Griechenland: Luftbuchungen?
Für Griechenlands Privatisierungsvorhaben braucht es Hoffnung. Die neuen Vorgaben der Partnerländer erinnern an Vereinbarungen, die Griechenland 2011 mit den Brüsseler Institutionen traf. Bereits die damalige griechische Regierung kündigte an, mittels Privatisierungen bis Ende 2015 50 Mrd. Euro zu erlösen. Freilich kontrastierte das ehrgeizige Ziel von Beginn an mit den schwierigen wirtschaftlichen, rechtlichen und verwaltungstechnischen Rahmenbedingungen in Hellas.
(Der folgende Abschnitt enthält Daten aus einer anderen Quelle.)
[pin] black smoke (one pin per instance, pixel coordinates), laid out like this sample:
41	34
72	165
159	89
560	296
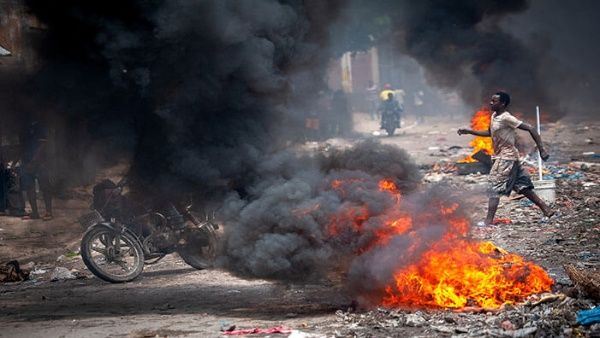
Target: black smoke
283	228
195	91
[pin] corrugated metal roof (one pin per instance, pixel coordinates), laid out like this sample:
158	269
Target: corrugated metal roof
4	52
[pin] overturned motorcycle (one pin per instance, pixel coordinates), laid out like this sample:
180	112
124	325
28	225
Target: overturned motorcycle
120	238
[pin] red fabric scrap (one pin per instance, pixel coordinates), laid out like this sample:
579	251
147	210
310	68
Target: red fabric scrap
278	329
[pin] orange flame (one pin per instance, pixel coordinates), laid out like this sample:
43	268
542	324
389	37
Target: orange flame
480	121
453	272
466	274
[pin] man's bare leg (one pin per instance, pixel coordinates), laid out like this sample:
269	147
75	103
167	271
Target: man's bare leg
532	196
492	208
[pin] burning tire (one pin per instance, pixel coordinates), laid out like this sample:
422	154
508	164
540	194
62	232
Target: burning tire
200	249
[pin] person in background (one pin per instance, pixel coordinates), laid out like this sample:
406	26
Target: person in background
387	89
341	114
372	99
418	100
34	166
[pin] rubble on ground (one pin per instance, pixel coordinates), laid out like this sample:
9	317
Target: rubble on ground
554	317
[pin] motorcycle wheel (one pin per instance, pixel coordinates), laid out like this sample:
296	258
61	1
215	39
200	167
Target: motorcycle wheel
390	131
200	250
112	256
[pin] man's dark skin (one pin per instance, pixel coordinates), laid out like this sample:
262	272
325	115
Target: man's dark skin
496	105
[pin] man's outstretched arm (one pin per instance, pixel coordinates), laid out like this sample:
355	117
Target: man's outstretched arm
483	133
537	138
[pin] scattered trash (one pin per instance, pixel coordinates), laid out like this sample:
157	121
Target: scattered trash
278	329
61	273
589	317
12	272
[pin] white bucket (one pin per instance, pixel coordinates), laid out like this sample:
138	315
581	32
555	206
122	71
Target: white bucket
545	190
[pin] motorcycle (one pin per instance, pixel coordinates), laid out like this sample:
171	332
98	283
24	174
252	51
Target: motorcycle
121	236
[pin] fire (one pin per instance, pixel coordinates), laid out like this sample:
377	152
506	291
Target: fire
480	121
466	274
448	271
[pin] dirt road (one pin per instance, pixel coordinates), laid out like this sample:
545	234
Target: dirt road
171	299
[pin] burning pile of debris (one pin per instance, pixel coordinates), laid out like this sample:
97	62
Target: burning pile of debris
549	315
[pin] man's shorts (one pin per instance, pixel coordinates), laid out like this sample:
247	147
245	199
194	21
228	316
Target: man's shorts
508	175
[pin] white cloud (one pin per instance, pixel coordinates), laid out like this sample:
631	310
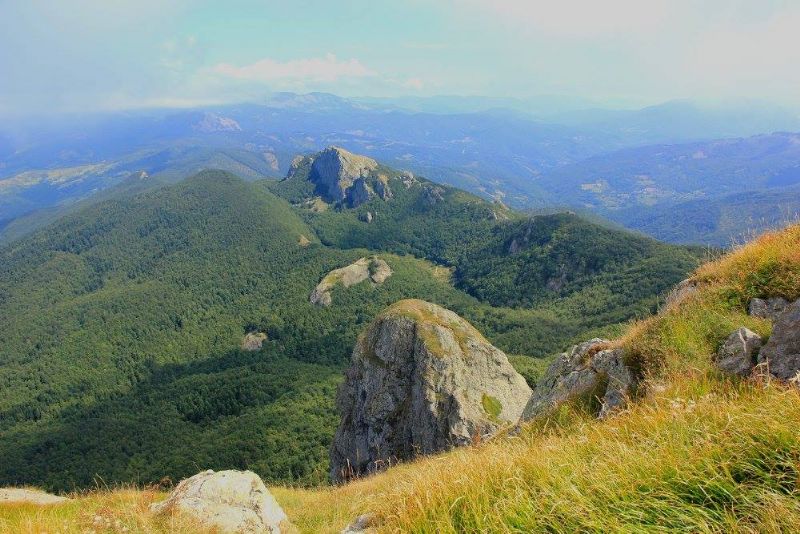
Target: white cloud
578	18
318	70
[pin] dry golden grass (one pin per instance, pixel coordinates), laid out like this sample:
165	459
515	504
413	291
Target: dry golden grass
100	511
699	453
Überregulierung, ungeklärte Eigentumsrechte, Investitionsstaus und Produktivitätsrückstände in weiten Teilen der öffentlichen Infrastruktur sowie mangelnde Effizienz von Behörden heißen Stichworte zu viel beklagten Defiziten, die die Attraktivität des Standorts Griechenland und der dortigen staatlichen Betriebe für Investoren bis heute beeinträchtigen.
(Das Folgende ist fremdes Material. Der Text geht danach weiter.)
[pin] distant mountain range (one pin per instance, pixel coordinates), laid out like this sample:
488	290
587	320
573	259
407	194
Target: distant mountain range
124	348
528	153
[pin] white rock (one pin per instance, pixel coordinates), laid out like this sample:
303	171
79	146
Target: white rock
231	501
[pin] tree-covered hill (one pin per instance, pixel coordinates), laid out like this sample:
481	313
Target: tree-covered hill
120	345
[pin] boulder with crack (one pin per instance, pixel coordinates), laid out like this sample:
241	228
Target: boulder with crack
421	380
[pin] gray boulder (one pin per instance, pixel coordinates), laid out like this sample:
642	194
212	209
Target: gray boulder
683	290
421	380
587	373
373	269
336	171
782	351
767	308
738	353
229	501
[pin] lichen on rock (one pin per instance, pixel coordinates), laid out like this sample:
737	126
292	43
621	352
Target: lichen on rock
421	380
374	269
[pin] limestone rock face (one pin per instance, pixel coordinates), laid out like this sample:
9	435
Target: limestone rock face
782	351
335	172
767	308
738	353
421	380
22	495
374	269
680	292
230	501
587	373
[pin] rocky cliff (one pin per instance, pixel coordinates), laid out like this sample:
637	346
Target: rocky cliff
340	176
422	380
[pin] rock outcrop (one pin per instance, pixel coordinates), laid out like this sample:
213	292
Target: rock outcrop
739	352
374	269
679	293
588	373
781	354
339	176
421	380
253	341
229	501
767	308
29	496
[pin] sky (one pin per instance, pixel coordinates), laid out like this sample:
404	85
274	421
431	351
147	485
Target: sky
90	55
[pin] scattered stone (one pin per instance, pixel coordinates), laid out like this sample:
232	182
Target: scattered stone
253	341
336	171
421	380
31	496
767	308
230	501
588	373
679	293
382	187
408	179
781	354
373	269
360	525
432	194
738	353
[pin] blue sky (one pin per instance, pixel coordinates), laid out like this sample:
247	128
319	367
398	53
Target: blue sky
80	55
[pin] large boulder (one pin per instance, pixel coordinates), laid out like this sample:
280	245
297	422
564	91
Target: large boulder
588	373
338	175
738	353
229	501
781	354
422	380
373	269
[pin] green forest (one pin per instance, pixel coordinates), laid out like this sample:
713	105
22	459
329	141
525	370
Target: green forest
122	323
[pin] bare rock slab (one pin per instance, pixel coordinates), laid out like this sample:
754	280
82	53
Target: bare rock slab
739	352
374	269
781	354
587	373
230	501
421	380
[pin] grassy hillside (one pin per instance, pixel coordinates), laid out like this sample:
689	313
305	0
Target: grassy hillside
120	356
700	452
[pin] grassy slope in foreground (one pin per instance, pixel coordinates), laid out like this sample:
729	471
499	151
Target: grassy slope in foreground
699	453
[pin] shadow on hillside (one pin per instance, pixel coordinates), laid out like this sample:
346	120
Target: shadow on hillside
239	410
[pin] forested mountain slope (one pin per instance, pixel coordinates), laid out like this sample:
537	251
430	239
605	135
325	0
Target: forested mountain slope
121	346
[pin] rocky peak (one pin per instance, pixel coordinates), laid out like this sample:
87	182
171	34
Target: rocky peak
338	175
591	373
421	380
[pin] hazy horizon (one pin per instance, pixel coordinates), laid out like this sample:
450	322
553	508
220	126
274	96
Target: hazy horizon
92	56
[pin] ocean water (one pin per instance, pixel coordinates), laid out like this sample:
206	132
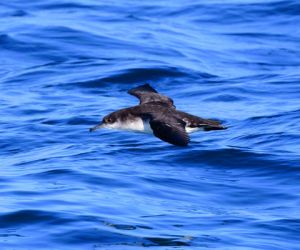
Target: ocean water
66	64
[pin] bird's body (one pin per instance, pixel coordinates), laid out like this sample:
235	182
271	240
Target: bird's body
156	114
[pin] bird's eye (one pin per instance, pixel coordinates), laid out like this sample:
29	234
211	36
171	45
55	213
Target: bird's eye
109	120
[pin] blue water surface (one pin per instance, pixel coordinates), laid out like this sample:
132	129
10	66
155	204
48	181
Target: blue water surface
67	63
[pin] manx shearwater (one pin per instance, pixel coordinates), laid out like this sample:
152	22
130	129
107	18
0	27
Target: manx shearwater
157	114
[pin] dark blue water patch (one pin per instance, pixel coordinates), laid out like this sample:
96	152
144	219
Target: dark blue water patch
65	65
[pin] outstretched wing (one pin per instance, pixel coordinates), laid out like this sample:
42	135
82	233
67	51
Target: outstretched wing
145	93
171	131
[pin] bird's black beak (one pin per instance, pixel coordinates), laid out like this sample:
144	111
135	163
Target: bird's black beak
92	129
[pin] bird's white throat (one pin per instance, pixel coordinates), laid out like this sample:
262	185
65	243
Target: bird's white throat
137	125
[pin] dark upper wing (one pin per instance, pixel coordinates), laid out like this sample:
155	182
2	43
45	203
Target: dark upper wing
171	131
147	94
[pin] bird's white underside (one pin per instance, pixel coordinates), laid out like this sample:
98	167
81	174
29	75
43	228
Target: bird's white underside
139	125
So verliefen die Privatisierungen nur sehr schleppend. Statt der angekündigten 50 Mrd. Euro flossen dem griechischen Staat bislang nur 3,1 Mrd. Euro zu. Der größte Teil davon bereits 2011. Das resultiert auch daraus, dass die im Januar gewählt Regierung des linken Ministerpräsidenten Tsipras gleich nach Amtsantritt alle größeren Privatisierungsvorhaben auf Eis legte – darunter das schon weit vorangebrachte Projekt der Privatisierung von 14 Regionalflughäfen. Hier wollte die deutsche Fraport AG zusammen mit griechischen Partnern die Betreiberkonzessionen für 1,2 Mrd. Euro übernehmen. Gestoppt wurde auch der Verkauf eines Anteils von 67% an der Betreibergesellschaft des Hafens von Piräus, dem größten Hafenkomplex des Landes. Die vormalige Regierung erhoffte sich davon Erlöse von rd. 500 Mio. Euro sowie umfangreiche Investitionen in die Infrastruktur des Hafens.
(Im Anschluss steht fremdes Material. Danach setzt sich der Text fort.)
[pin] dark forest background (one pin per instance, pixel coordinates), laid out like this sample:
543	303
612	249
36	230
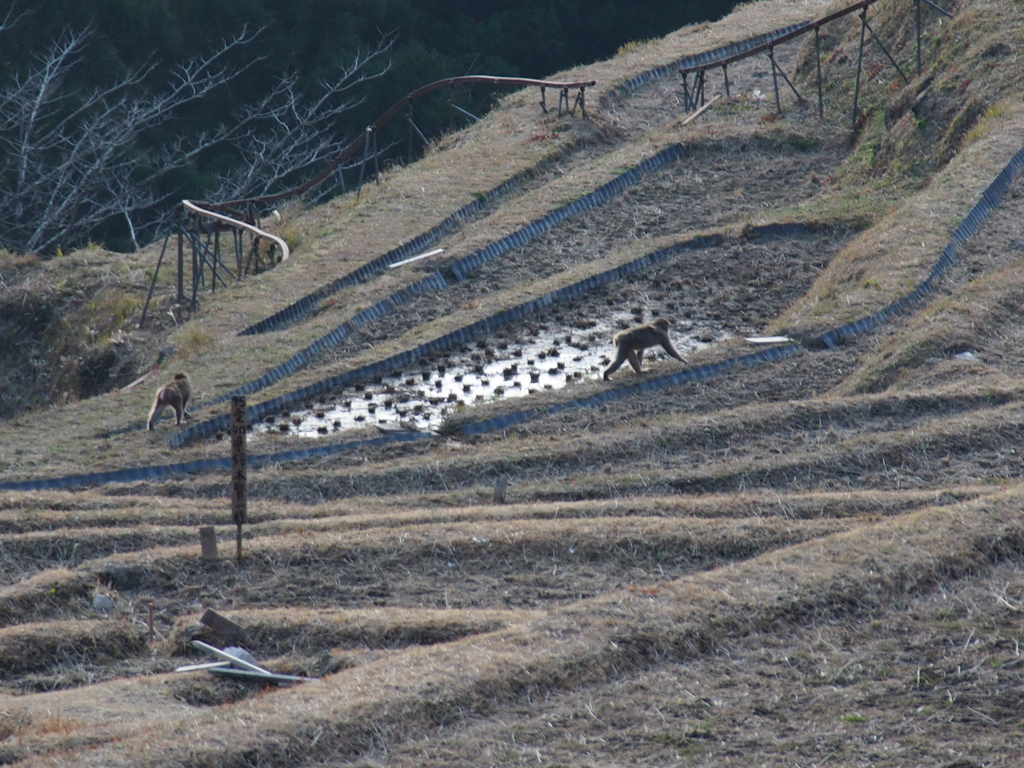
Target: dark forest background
430	40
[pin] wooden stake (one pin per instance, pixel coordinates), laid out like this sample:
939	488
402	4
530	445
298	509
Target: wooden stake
239	482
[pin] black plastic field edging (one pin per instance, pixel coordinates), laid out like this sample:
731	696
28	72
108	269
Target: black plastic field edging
989	200
300	308
458	272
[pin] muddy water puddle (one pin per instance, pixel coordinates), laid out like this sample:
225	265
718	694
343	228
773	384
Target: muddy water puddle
528	360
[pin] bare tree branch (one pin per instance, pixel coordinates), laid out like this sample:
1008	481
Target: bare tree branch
71	162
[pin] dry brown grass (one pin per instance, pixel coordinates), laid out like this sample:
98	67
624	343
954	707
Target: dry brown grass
792	564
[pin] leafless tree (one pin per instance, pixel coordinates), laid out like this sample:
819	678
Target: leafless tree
71	163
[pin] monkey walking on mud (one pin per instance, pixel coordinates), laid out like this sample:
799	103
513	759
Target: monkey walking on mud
174	393
630	345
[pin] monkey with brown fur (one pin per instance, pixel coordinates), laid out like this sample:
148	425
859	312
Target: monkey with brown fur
175	393
630	345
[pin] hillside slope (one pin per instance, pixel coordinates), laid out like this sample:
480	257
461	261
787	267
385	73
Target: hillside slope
811	557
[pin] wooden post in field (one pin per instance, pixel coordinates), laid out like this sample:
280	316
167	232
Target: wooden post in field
239	486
Ministerpräsident Tsipras muss jetzt eine Kehrtwende vollziehen. Das ist eine große Herausforderung, alleine schon wegen der anhaltenden politischen Widerstände im Land. Zudem dürfte die erneute Rezession in Griechenland das Potenzial für Privatisierungserlöse noch längere Zeit trüben. All das lässt den jetzt erneut angestrebten Zielwert von 50 Mrd. Euro als überaus ambitioniert erscheinen.
Der Beitrag basiert auf der Studie Privatisierung in der Eurozone: Günstige Bedingungen nutzen. Deutsche Bank Research. Research Briefing Europäische Integration. 17. Juli 2015.